So, you think making charcuterie means slicing up some salami and prettily placing it on a board? I used to think the same thing. Then, I took a class and saw how the sausage is really made. Starting in October, Downtown L.A.’s Cafe Pinot is launching Art of Charcuterie, a series of one-night, hands-on courses taught by Ray’s and Stark Bar’s executive chef Viet Pham and sous chef Jake Eaton. I recently got a preview of the Mortadella and Sriracha class. Here’s the takeaway.
1. You can make mortadella at home
It’s definitely a process, but making mortadella isn’t very hard. You do need a few things, namely a meat grinder attachment for your stand mixer (they run about $50), but the rest of the job can be handled by a mixer with a standard paddle attachment and food processor. If you have a sausage stuffer, fantastic, but Eaton says you can nix the casing and use plastic wrap instead. You can also ask your butcher to grind up some pork shoulder for you if you want to cheat on the first step. It’s still impressive.
2. Mortadella mix-ins go beyond the green olive
Olives are great, but they’re not the be-all- end-all of mortadella mix-ins. The chefs encourage throwing in some nuts into the ground pork mixture, too—for the recipe used in the class, pistachios were used—along with pork back fat and seasonings like chopped bay leaves, white pepper, and mace powder. Don’t forget the peppercorns!
3. Ice is an essential part of sausage making
Mortadella is what’s called an emulsified sausage, which means it’s processed into a paste. To get that mousse-like consistency, Eaton poured in about a pint of ice into the food processor along with the meat mixture. After some spinning, the ice and meat became one. As the process continues, it keeps the mixture cold and moist because who wants dry mortadella? Unthinkable.
4. Sriracha and mortadella are a match made in heaven
It’s true. The best part is that you can make the fiery sauce at home, and you probably already have most of the ingredients—Fresno chiles, garlic, fish sauce, sugar, and cold water–in your kitchen. Pham says you can adjust the heat by leaving some of the seeds out. From there, you cook up the sliced chiles and other components in a sauce pan, then blend and strain. Put a dollop on a slice of mortadella.
5. Inadvertent sexual innuendo is impossible to avoid during a sausage-making class
There’s really no getting away from it. You have to say stuff like “hold it firmly” while doing suggestive things with sausage casings. Once the giggling starts, good luck keeping a straight face.

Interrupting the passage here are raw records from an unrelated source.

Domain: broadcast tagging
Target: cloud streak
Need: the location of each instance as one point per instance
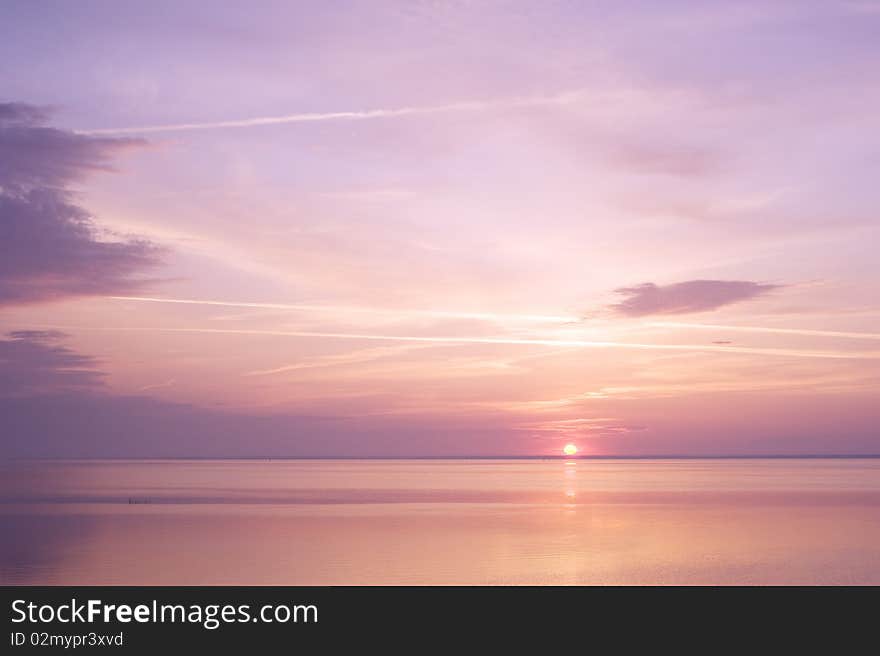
(762, 329)
(569, 343)
(686, 297)
(51, 245)
(361, 115)
(440, 314)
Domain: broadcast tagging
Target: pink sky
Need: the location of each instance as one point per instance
(440, 228)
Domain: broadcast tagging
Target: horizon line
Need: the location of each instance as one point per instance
(810, 456)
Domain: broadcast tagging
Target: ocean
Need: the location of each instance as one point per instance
(457, 521)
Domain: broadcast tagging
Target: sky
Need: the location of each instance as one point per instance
(439, 228)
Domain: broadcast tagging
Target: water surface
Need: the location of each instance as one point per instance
(301, 522)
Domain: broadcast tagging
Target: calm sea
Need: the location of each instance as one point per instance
(781, 521)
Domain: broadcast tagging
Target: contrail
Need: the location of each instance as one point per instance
(487, 316)
(521, 342)
(470, 106)
(759, 329)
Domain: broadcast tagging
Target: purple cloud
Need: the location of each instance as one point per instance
(34, 363)
(51, 247)
(686, 297)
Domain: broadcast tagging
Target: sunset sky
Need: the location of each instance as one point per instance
(439, 228)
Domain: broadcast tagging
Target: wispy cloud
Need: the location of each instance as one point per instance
(356, 115)
(51, 246)
(440, 314)
(687, 297)
(765, 329)
(570, 343)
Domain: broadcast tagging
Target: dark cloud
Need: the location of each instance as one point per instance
(686, 297)
(51, 245)
(34, 363)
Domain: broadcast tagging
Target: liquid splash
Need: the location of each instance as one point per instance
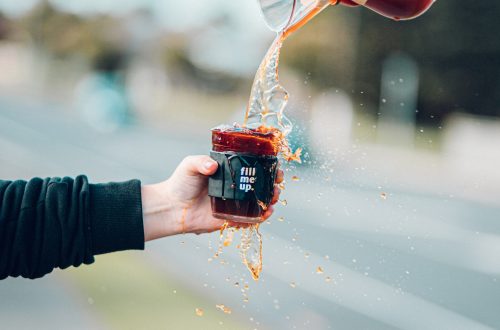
(251, 250)
(265, 113)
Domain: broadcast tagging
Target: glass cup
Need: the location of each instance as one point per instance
(282, 14)
(242, 188)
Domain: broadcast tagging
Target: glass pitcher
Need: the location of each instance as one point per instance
(283, 14)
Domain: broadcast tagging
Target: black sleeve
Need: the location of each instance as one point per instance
(54, 222)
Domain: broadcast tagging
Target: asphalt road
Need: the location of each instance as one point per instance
(410, 260)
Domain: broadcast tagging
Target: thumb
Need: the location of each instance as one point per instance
(196, 165)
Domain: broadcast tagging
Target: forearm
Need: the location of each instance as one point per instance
(56, 222)
(161, 214)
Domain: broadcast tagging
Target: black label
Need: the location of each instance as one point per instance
(243, 177)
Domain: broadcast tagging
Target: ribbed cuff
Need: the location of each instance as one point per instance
(116, 217)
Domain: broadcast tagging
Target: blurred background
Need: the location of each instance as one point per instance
(397, 201)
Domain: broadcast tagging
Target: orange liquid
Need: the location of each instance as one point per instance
(264, 139)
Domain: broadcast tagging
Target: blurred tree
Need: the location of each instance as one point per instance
(457, 52)
(325, 49)
(63, 34)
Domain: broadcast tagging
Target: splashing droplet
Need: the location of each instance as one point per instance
(199, 311)
(223, 308)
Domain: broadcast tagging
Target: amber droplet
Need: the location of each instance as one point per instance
(223, 308)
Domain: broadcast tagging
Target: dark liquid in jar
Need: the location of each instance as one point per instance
(257, 142)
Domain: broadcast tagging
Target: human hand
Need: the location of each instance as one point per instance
(181, 203)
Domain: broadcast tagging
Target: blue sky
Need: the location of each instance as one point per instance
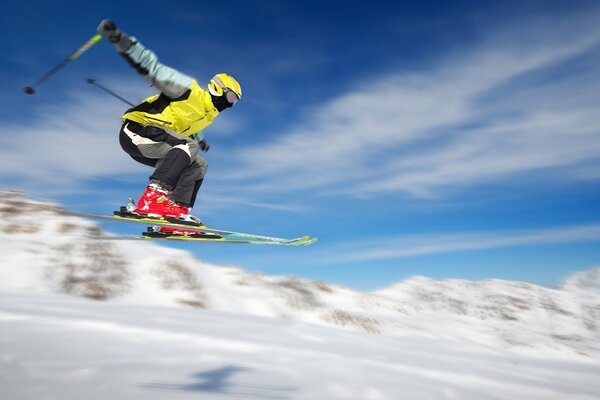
(446, 139)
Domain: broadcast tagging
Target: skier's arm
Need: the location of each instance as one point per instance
(169, 81)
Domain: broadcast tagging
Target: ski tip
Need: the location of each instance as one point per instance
(303, 241)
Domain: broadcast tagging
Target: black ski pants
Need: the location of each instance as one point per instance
(178, 166)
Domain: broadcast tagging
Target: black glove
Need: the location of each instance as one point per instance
(109, 30)
(203, 144)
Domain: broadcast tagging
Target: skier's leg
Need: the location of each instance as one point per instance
(189, 183)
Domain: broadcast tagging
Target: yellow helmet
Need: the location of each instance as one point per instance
(225, 85)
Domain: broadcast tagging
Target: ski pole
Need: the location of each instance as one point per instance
(93, 82)
(73, 56)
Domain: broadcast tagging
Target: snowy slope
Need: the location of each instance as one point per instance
(97, 319)
(48, 255)
(60, 347)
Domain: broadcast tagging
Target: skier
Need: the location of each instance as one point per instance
(164, 130)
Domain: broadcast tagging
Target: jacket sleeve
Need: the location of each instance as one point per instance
(168, 80)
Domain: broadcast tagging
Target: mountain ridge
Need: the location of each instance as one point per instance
(50, 253)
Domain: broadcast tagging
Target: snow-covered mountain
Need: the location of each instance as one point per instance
(45, 252)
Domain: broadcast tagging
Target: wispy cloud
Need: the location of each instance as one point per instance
(485, 114)
(422, 245)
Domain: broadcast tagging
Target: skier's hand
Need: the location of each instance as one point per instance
(109, 30)
(203, 144)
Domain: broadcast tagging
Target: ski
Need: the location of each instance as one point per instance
(223, 235)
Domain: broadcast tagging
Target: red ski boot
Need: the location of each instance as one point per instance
(155, 202)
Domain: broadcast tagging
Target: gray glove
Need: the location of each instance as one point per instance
(203, 145)
(121, 41)
(109, 30)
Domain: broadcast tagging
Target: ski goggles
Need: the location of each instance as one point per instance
(229, 94)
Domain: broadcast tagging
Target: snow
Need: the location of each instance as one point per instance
(97, 319)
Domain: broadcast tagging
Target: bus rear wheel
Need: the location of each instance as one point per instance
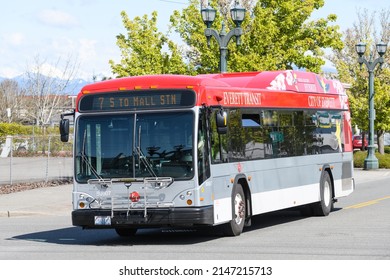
(325, 206)
(126, 232)
(236, 225)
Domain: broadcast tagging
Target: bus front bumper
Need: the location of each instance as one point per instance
(155, 217)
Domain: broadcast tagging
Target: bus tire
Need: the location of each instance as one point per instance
(126, 232)
(236, 225)
(325, 205)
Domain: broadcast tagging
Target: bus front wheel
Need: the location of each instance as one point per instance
(236, 225)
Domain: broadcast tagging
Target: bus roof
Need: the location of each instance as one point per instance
(288, 80)
(283, 89)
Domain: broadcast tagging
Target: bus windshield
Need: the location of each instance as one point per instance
(135, 146)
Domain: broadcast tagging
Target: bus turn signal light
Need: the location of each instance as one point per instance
(134, 197)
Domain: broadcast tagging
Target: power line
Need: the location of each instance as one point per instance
(174, 2)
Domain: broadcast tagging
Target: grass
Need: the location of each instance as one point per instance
(360, 156)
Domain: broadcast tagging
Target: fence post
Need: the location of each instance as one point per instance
(10, 161)
(47, 162)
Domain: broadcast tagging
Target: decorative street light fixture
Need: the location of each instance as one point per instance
(237, 14)
(371, 162)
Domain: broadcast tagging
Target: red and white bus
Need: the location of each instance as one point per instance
(208, 150)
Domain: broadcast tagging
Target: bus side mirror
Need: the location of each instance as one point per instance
(64, 130)
(221, 121)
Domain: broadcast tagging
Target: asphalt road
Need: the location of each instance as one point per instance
(359, 229)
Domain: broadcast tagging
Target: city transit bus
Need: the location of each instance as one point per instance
(208, 150)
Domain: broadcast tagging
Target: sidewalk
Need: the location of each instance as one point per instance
(57, 200)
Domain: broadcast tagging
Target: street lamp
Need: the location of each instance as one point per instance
(371, 162)
(237, 14)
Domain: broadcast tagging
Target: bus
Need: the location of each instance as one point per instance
(211, 150)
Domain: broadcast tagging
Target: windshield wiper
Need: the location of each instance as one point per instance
(141, 156)
(86, 160)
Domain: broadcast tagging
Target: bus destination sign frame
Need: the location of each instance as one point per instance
(136, 100)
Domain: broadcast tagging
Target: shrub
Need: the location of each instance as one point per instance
(360, 156)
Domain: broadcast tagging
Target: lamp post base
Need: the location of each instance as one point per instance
(371, 163)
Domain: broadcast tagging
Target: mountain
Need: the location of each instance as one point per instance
(73, 87)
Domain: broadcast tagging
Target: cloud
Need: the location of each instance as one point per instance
(15, 39)
(57, 18)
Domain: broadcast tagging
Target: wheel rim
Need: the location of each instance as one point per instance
(239, 209)
(327, 193)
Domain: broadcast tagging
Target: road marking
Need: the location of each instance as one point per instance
(367, 203)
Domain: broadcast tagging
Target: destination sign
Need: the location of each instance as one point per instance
(137, 100)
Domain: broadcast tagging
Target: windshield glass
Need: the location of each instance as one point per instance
(135, 146)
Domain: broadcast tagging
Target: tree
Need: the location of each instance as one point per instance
(369, 31)
(10, 101)
(277, 35)
(45, 88)
(142, 49)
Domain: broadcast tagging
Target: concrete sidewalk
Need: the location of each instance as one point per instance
(58, 200)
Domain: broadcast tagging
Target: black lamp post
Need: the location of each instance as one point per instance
(371, 162)
(208, 15)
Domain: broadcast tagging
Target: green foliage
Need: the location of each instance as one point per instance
(349, 71)
(142, 49)
(360, 156)
(277, 35)
(13, 129)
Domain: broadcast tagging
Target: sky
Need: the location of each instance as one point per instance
(84, 31)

Art of Charcuterie starts October 17. The first class covers mortadella and sriracha, while others in the three-course series (classes are scheduled through December) will focus on kaese krainerwurst and lamb-chetta with pickled fennel. Admission is $85 per person, which includes instruction in the Cafe Pinot kitchen and a big cheese and charcuterie spread afterwards with lots of wine.